Meinhart was once contacted by the drafter of a trust where no appointed trustees were available to serve, and she was appointed as trustee. 
“The gentleman had property with an airstrip, a self-designed septic system, and a handful of international patents,” she says. “I worked with the county to sell the property in escrow after approval of a new system, and worked with a company in Troy that approached Fortune 500 companies regarding the purchase of the patents.”   
Another case involved a man who had been a hoarder. “I was able, after approval by the State PA, to donate an apartment full of men’s winter clothing to St. Vincent de Paul to disperse to the poor in our community,” she says. “They were definitely excited!”
Many attorneys are unaware or not clear on how they can use PAs, Meinhart notes. 
“The court and other attorneys can use PAs in contested matters to serve as independent Personal Representatives or Trustees,” she explains. “We’re vetted by the State and appointed by the Attorney General to serve in this unique position. I’ve served in both roles and found heirs and beneficiaries to be more receptive to myself serving than someone either party has suggested. We also have the skill set of working with estates where we start at ground zero with our knowledge of the deceased person or their assets, so we’re well versed in research and asset preservation.” 
In Washtenaw, PAs are used mainly as personal representatives or special personal representatives in estates where no heirs can be found, or where no heirs are willing or able to serve as PRs, she notes.  
“The court can also appoint us as an uninterested PR when there are feuding heirs and beneficiaries, or where a PR needs to be appointed for a single action, such as Quieting a Title to a previously foreclosed property.
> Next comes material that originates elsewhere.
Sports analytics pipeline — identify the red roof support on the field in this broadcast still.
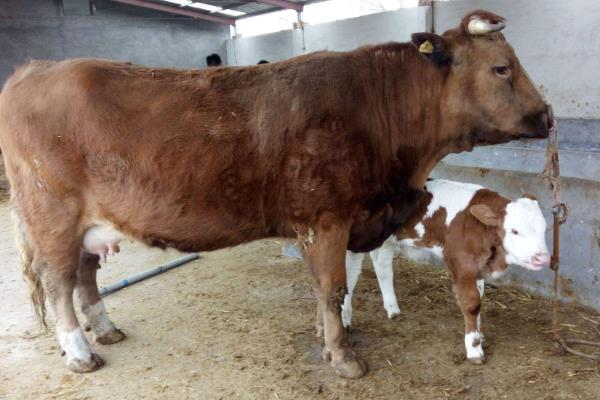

Our court has its own list of people they appoint as Guardian or Conservator if no one will serve, but we can most definitely assist with the process.” 
Meinhart enjoys her role as a PA. “It’s rewarding in that I can serve my community with my knowledge as an attorney, as oftentimes we are not paid or only receive partial payment,” she says. “I enjoy it because it presents many new facets to the position of Personal Representative and our role as a fiduciary.”